Cohn also has a matter-of-factness that works well in other pieces:

 

"If there must be bullshit, at least they would manufacture their own." (on sixties-into-seventies soul artists such as Sly Stone and Marvin Gaye)

 

"When it seemed that every singer must become a seer, every group a mystic set, Rod Stewart came along and was simply a delinquent."

 

The first half of the above sentence speaks not just to Stewart's early work, but also to the complacency present in popular culture today. It's a landscape where there is a convenient genius that appears monthly to grace the covers of kneepad-wearing music magazines.
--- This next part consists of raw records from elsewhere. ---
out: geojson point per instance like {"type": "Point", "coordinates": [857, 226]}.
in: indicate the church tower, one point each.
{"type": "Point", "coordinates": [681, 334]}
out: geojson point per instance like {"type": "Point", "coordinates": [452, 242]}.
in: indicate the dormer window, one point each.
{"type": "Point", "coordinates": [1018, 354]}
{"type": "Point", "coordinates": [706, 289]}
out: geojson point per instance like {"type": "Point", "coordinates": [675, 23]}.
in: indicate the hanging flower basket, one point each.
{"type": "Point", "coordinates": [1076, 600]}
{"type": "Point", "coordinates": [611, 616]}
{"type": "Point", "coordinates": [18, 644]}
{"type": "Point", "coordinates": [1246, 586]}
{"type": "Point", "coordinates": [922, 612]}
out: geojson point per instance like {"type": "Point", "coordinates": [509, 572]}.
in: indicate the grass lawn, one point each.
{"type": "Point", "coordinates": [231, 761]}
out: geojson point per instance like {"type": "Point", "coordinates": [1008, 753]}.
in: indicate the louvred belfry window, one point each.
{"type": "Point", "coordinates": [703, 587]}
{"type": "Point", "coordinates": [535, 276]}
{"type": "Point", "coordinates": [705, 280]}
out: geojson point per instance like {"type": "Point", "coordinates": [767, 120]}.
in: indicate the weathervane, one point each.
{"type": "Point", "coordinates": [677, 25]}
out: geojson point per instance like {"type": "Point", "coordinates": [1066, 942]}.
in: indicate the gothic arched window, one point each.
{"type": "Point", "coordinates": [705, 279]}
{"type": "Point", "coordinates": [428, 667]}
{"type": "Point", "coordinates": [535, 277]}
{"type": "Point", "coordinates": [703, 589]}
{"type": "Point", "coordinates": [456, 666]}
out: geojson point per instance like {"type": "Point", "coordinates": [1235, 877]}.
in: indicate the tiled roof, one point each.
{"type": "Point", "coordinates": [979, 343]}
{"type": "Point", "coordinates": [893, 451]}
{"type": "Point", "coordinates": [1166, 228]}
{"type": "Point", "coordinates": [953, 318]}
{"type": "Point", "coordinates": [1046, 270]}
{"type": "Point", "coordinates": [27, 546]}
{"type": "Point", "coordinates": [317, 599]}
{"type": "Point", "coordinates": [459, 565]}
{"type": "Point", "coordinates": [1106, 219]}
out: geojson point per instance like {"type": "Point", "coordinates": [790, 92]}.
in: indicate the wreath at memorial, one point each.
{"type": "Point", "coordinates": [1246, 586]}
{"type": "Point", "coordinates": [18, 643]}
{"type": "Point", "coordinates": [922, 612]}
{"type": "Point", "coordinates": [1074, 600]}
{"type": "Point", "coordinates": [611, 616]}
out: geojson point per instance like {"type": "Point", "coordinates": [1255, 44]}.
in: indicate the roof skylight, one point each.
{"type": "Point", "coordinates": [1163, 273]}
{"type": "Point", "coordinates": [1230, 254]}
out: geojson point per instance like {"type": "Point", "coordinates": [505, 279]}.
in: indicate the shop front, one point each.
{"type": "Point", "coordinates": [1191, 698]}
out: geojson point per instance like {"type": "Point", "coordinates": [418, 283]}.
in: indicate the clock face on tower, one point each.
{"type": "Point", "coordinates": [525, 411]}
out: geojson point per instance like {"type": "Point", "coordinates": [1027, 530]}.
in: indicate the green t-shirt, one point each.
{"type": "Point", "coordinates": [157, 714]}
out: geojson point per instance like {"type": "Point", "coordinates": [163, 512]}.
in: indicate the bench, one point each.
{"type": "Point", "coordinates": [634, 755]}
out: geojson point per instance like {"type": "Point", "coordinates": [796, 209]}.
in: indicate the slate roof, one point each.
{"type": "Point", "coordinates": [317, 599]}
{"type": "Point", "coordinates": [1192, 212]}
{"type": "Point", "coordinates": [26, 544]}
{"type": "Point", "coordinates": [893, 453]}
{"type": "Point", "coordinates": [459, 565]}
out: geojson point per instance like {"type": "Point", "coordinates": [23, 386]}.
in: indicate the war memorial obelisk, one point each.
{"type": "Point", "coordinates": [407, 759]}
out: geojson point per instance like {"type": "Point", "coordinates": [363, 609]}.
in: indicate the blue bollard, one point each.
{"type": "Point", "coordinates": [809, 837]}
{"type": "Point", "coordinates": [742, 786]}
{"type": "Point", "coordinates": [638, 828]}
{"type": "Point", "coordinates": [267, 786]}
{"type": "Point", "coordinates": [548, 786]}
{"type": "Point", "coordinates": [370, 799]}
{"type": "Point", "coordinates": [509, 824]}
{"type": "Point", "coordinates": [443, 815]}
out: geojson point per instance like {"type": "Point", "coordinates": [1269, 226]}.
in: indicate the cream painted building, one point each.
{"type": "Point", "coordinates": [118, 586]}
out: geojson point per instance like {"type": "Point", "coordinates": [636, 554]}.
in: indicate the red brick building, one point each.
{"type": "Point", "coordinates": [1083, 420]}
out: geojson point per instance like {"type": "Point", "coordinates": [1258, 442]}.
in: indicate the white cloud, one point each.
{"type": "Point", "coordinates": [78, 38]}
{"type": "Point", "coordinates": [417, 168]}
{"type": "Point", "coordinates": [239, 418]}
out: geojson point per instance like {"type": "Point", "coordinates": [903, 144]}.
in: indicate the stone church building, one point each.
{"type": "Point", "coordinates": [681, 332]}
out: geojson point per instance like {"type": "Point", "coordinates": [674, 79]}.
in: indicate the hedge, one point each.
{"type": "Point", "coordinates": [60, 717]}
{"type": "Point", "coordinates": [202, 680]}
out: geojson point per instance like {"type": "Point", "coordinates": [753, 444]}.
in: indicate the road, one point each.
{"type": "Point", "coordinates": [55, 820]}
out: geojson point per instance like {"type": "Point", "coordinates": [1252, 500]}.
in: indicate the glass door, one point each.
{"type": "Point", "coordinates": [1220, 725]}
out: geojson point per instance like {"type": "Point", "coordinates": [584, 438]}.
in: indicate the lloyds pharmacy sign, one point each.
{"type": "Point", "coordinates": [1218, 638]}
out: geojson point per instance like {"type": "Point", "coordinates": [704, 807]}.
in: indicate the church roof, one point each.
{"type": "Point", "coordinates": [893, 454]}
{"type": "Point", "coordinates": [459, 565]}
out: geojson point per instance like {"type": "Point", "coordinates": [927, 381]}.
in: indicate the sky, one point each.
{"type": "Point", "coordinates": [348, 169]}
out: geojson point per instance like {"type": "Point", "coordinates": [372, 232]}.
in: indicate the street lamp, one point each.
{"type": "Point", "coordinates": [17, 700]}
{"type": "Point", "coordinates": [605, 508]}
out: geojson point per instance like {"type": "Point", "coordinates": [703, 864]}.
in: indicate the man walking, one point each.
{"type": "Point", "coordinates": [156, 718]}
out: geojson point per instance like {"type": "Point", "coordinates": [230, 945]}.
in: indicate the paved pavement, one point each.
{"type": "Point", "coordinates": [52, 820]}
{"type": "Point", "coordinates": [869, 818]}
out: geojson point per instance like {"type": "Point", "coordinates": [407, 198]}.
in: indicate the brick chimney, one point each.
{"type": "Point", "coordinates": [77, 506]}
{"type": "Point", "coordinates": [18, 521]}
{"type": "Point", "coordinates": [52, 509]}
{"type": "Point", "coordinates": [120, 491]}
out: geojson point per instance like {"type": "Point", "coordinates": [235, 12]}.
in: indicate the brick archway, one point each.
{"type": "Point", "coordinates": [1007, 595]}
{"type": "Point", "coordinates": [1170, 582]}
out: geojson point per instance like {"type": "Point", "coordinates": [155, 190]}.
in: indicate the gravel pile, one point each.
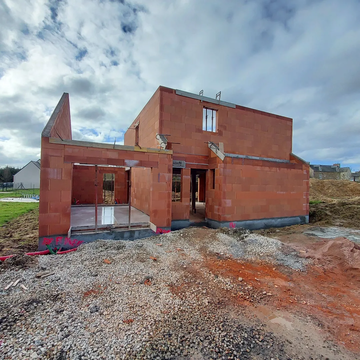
{"type": "Point", "coordinates": [242, 244]}
{"type": "Point", "coordinates": [146, 299]}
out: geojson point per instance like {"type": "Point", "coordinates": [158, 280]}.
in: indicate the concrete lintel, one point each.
{"type": "Point", "coordinates": [204, 98]}
{"type": "Point", "coordinates": [108, 146]}
{"type": "Point", "coordinates": [300, 159]}
{"type": "Point", "coordinates": [237, 156]}
{"type": "Point", "coordinates": [261, 223]}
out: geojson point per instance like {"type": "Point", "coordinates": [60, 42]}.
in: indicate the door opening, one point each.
{"type": "Point", "coordinates": [197, 191]}
{"type": "Point", "coordinates": [109, 188]}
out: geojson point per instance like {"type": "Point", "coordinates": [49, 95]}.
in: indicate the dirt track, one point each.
{"type": "Point", "coordinates": [196, 293]}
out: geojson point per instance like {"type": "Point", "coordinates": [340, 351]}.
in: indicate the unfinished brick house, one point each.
{"type": "Point", "coordinates": [186, 159]}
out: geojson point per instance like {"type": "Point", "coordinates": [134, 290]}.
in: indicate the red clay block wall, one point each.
{"type": "Point", "coordinates": [140, 189]}
{"type": "Point", "coordinates": [55, 190]}
{"type": "Point", "coordinates": [160, 192]}
{"type": "Point", "coordinates": [148, 120]}
{"type": "Point", "coordinates": [62, 125]}
{"type": "Point", "coordinates": [258, 190]}
{"type": "Point", "coordinates": [83, 185]}
{"type": "Point", "coordinates": [243, 131]}
{"type": "Point", "coordinates": [181, 209]}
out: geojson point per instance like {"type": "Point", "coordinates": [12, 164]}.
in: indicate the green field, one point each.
{"type": "Point", "coordinates": [9, 210]}
{"type": "Point", "coordinates": [19, 193]}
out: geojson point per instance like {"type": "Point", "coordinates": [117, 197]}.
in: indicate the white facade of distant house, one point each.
{"type": "Point", "coordinates": [28, 177]}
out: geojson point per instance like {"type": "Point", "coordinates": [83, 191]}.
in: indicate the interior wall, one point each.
{"type": "Point", "coordinates": [140, 189]}
{"type": "Point", "coordinates": [181, 209]}
{"type": "Point", "coordinates": [83, 185]}
{"type": "Point", "coordinates": [83, 189]}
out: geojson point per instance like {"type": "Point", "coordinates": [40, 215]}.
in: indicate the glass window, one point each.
{"type": "Point", "coordinates": [209, 120]}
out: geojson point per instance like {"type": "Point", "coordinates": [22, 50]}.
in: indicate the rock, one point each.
{"type": "Point", "coordinates": [93, 308]}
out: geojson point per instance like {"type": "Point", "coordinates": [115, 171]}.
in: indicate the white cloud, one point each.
{"type": "Point", "coordinates": [299, 60]}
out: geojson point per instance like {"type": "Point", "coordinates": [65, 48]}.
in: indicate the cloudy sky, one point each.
{"type": "Point", "coordinates": [297, 58]}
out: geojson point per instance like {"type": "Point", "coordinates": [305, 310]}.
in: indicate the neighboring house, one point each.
{"type": "Point", "coordinates": [355, 176]}
{"type": "Point", "coordinates": [184, 156]}
{"type": "Point", "coordinates": [330, 172]}
{"type": "Point", "coordinates": [28, 177]}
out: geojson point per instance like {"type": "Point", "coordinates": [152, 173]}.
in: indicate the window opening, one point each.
{"type": "Point", "coordinates": [209, 119]}
{"type": "Point", "coordinates": [176, 185]}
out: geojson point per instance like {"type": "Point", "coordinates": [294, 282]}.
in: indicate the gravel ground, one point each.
{"type": "Point", "coordinates": [146, 299]}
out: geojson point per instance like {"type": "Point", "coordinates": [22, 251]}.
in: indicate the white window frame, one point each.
{"type": "Point", "coordinates": [209, 120]}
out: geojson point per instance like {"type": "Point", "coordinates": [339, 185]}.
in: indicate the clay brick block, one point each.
{"type": "Point", "coordinates": [66, 196]}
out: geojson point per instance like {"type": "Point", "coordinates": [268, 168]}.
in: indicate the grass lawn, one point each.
{"type": "Point", "coordinates": [9, 211]}
{"type": "Point", "coordinates": [19, 193]}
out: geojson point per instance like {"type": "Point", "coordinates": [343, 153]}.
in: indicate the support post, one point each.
{"type": "Point", "coordinates": [130, 198]}
{"type": "Point", "coordinates": [96, 185]}
{"type": "Point", "coordinates": [193, 191]}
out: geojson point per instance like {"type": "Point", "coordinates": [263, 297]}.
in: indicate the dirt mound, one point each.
{"type": "Point", "coordinates": [339, 253]}
{"type": "Point", "coordinates": [332, 190]}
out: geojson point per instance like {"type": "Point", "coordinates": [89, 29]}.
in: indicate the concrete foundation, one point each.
{"type": "Point", "coordinates": [260, 223]}
{"type": "Point", "coordinates": [65, 243]}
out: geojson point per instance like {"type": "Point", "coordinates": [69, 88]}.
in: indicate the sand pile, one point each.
{"type": "Point", "coordinates": [332, 190]}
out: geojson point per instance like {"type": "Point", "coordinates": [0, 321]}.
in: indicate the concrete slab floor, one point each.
{"type": "Point", "coordinates": [107, 215]}
{"type": "Point", "coordinates": [199, 216]}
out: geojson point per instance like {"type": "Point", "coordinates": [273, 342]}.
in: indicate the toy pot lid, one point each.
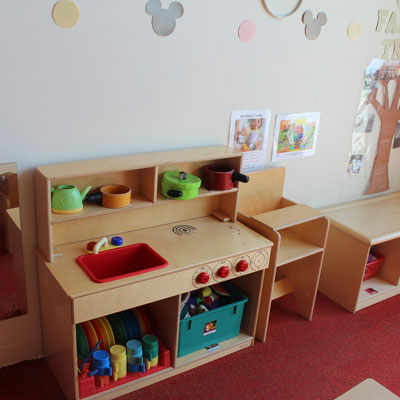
{"type": "Point", "coordinates": [181, 180]}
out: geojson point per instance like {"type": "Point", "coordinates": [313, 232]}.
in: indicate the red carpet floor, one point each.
{"type": "Point", "coordinates": [8, 291]}
{"type": "Point", "coordinates": [301, 360]}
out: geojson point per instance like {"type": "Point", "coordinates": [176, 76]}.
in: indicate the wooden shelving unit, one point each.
{"type": "Point", "coordinates": [356, 228]}
{"type": "Point", "coordinates": [69, 296]}
{"type": "Point", "coordinates": [299, 235]}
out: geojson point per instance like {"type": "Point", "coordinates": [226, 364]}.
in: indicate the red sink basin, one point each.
{"type": "Point", "coordinates": [121, 262]}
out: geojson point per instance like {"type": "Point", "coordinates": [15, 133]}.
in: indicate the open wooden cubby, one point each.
{"type": "Point", "coordinates": [299, 235]}
{"type": "Point", "coordinates": [356, 228]}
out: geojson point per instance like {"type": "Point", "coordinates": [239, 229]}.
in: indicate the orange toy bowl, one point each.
{"type": "Point", "coordinates": [115, 196]}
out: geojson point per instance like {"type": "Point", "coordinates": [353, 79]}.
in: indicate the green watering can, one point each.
{"type": "Point", "coordinates": [67, 199]}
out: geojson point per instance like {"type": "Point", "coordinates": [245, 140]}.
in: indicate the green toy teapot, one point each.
{"type": "Point", "coordinates": [67, 199]}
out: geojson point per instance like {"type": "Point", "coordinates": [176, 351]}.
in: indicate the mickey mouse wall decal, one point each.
{"type": "Point", "coordinates": [314, 25]}
{"type": "Point", "coordinates": [65, 13]}
{"type": "Point", "coordinates": [164, 20]}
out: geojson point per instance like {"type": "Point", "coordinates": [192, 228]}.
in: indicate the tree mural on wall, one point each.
{"type": "Point", "coordinates": [389, 114]}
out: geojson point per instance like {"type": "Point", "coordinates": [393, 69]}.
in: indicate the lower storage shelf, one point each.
{"type": "Point", "coordinates": [91, 385]}
{"type": "Point", "coordinates": [202, 356]}
{"type": "Point", "coordinates": [212, 326]}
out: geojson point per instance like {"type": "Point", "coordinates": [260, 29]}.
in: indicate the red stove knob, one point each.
{"type": "Point", "coordinates": [223, 272]}
{"type": "Point", "coordinates": [203, 278]}
{"type": "Point", "coordinates": [242, 266]}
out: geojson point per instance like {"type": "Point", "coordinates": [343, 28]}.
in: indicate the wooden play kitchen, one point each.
{"type": "Point", "coordinates": [200, 240]}
{"type": "Point", "coordinates": [358, 229]}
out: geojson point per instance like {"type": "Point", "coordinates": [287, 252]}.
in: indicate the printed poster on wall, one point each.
{"type": "Point", "coordinates": [295, 135]}
{"type": "Point", "coordinates": [248, 133]}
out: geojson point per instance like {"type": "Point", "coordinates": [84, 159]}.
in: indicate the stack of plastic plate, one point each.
{"type": "Point", "coordinates": [113, 329]}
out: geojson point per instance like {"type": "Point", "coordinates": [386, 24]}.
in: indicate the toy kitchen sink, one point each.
{"type": "Point", "coordinates": [200, 240]}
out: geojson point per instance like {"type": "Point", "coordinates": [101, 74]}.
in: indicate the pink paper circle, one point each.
{"type": "Point", "coordinates": [247, 31]}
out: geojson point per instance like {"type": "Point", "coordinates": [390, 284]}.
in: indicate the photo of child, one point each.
{"type": "Point", "coordinates": [249, 133]}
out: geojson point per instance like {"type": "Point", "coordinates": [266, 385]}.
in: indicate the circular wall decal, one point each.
{"type": "Point", "coordinates": [247, 31]}
{"type": "Point", "coordinates": [65, 13]}
{"type": "Point", "coordinates": [353, 31]}
{"type": "Point", "coordinates": [276, 15]}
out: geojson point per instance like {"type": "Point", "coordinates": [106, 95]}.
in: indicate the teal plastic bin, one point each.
{"type": "Point", "coordinates": [213, 326]}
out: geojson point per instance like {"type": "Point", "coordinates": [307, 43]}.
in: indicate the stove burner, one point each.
{"type": "Point", "coordinates": [184, 229]}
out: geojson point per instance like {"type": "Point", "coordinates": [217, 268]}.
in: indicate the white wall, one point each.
{"type": "Point", "coordinates": [111, 86]}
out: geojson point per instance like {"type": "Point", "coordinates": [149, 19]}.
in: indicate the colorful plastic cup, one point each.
{"type": "Point", "coordinates": [134, 355]}
{"type": "Point", "coordinates": [101, 368]}
{"type": "Point", "coordinates": [150, 350]}
{"type": "Point", "coordinates": [118, 361]}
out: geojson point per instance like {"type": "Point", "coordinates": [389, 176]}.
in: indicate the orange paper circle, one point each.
{"type": "Point", "coordinates": [66, 14]}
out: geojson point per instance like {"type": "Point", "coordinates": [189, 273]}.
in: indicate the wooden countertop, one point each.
{"type": "Point", "coordinates": [373, 221]}
{"type": "Point", "coordinates": [213, 240]}
{"type": "Point", "coordinates": [14, 216]}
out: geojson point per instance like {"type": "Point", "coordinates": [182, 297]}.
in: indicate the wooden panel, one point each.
{"type": "Point", "coordinates": [228, 205]}
{"type": "Point", "coordinates": [58, 332]}
{"type": "Point", "coordinates": [281, 288]}
{"type": "Point", "coordinates": [294, 247]}
{"type": "Point", "coordinates": [44, 229]}
{"type": "Point", "coordinates": [129, 178]}
{"type": "Point", "coordinates": [17, 257]}
{"type": "Point", "coordinates": [164, 316]}
{"type": "Point", "coordinates": [139, 161]}
{"type": "Point", "coordinates": [390, 268]}
{"type": "Point", "coordinates": [303, 276]}
{"type": "Point", "coordinates": [263, 192]}
{"type": "Point", "coordinates": [289, 216]}
{"type": "Point", "coordinates": [132, 220]}
{"type": "Point", "coordinates": [250, 285]}
{"type": "Point", "coordinates": [342, 269]}
{"type": "Point", "coordinates": [148, 183]}
{"type": "Point", "coordinates": [373, 220]}
{"type": "Point", "coordinates": [314, 231]}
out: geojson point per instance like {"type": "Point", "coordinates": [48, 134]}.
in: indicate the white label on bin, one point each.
{"type": "Point", "coordinates": [210, 327]}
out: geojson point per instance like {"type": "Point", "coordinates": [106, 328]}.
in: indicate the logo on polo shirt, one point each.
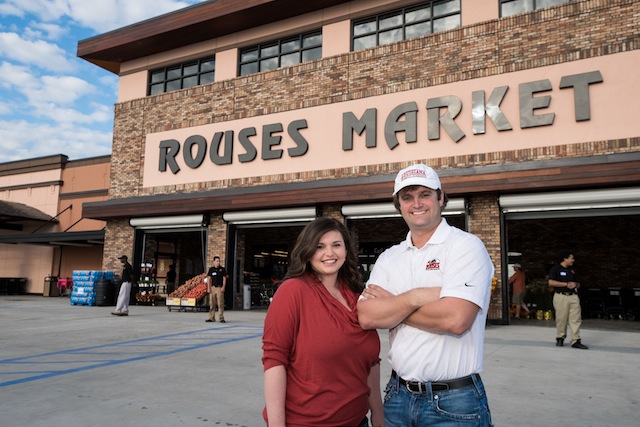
{"type": "Point", "coordinates": [434, 264]}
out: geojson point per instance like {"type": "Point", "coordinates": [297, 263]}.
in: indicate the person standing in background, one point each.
{"type": "Point", "coordinates": [122, 305]}
{"type": "Point", "coordinates": [518, 281]}
{"type": "Point", "coordinates": [564, 281]}
{"type": "Point", "coordinates": [216, 284]}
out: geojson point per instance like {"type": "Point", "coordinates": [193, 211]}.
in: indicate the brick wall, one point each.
{"type": "Point", "coordinates": [561, 34]}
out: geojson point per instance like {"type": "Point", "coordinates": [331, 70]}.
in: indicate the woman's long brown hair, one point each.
{"type": "Point", "coordinates": [307, 244]}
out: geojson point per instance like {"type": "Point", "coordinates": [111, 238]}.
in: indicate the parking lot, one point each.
{"type": "Point", "coordinates": [64, 365]}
There's American Idol and all of the mysteriously over-adored shows of its ilk that bring the shit karaoke of the corner bar to your living room; but just like karaoke there is none of the passion, chaos, or unpredicatbleness of true rock 'n' roll.

 

When it comes to books on rock, no amount of poetic myth-making or punk-purist outrage has ever been able to match the images and prose in Rock Dreams. Again, Michael Herr in the introduction to the 1982 edition: "No wonder, looking through it even today, that you can't say whether what you're seeing is glorious or sordid, celebratory or morbid."